A petition for certiorari was also filed with the Supreme Court in June 2019 in Richard Chamberlain and Martha Crum v. New York State, a second case involving the same issue.

“There are two separate petitions, but the brief submitted by New York treats them similarly,” explained Michael Lurie, an associate at law firm Reed Smith who co-authored an amicus curiae brief on behalf of the Business Council of New York.

“The court might take one of the cases and hold the other, rather than having to consolidate two cases,” he said. “That way they can deal with just one set of facts, and not have to worry about any minor factual differences where the legal issues are identical. If they decide to affirm the lower court, they would dismiss the other case. Then, if they were to reverse the decision below, they could take the second case and remand it back to the New York court.”

“The issue is internal consistency,” said Lurie. “The test is whether, if every state adopted the same tax, would the same taxpayer who engages in an activity in multiple states pay more tax than a taxpayer doing the same activity in a single state. If it fails this test, then it discriminates against interstate commerce.”

Justices of the U.S. Supreme Court pose during their formal group photograph in the East Conference Room of the Supreme Court in Washington, D.C., U.S. Seated from left: Associate Justice Stephen Breyer, Associate Justice Clarence Thomas, Chief Justice John Roberts, Associate Justice Ruth Bader Ginsburg and Associate Justice Samuel Alito Jr. Standing behind from left: Associate Justice Neil Gorsuch, Associate Justice Sonia Sotomayor, Associate Justice Elena Kagan and Associate Justice Brett Kavanaugh.
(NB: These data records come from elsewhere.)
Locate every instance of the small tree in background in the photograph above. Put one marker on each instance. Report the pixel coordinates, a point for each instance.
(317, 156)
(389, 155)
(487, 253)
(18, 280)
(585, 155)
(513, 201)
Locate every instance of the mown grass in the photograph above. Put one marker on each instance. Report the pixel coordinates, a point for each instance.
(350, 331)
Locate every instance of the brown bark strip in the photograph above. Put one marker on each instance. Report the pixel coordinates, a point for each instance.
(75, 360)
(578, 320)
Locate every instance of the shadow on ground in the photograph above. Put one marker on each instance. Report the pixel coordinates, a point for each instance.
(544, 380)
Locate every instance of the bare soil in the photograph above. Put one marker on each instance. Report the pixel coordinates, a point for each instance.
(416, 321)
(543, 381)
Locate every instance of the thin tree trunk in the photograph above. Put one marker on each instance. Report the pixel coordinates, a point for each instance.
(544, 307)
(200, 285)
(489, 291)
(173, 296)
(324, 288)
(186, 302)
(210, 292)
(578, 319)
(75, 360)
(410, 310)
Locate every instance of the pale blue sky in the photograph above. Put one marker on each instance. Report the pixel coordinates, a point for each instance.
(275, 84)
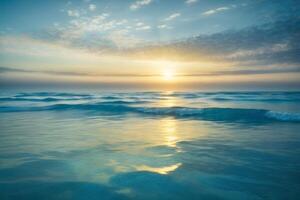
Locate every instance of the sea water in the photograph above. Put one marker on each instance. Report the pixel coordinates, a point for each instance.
(150, 145)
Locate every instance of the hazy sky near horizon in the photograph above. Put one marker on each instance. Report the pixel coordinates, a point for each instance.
(173, 44)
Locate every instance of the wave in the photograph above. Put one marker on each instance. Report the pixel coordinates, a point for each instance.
(208, 114)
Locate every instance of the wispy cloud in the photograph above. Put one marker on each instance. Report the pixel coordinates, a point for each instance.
(143, 28)
(73, 13)
(92, 7)
(140, 3)
(189, 2)
(214, 11)
(172, 17)
(164, 26)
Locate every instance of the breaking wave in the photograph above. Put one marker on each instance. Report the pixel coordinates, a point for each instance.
(209, 113)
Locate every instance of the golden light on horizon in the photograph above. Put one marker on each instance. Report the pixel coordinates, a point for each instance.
(168, 75)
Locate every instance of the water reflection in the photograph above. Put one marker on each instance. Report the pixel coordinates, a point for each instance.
(160, 170)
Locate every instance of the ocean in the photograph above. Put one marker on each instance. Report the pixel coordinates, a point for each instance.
(150, 145)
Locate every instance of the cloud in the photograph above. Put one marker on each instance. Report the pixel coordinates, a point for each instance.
(163, 26)
(172, 17)
(214, 11)
(138, 4)
(92, 7)
(73, 13)
(189, 2)
(143, 28)
(270, 43)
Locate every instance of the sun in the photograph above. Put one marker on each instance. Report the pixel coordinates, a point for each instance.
(168, 75)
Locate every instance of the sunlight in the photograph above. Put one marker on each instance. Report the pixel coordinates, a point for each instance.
(168, 75)
(160, 170)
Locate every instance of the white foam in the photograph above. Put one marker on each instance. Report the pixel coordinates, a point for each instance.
(283, 116)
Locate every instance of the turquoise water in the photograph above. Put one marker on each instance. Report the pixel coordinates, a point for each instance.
(150, 145)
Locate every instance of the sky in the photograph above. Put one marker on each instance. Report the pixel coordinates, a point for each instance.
(151, 44)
New York’s statutory residency provision fails the internal consistency test, Lurie said. Under a 2015 Supreme Court decision in Comptroller of the Treasury of Maryland v. Wynne, a tax on individual income that fails the internal consistency test violates the Commerce Clause.

New York courts held that the provision does not violate the Commerce Clause, because it does not affect interstate commerce. In its brief, New York argued that its tax scheme did not conflict with Wynne and "passes the internal consistency test.”

In its brief, New York cited 10 other states that have both materially identical definitions of statutory residents and similar limitations on credits for intangible income, thus creating opportunities for other states to rule on the issue and potentially delaying any response by the Supreme Court. The reply brief for the petitioners counters this by noting that “even if further percolation were likely, it would be of limited value here. Petitioners seek this court’s review on the basis of a conflict not among decisions of the lower courts,but rather with a decision of the court itself.”

The New York decision sought to be reversed is part of a trend of state courts avoiding the Supreme Court’s Commerce Clause precedent by labeling an interstate activity as “intrastate,” according to Lurie. “This case provides a suitable vehicle to stop this trend,” he said.

Although the end result is unfair on its face, that doesn’t guarantee the court will agree to hear the cases.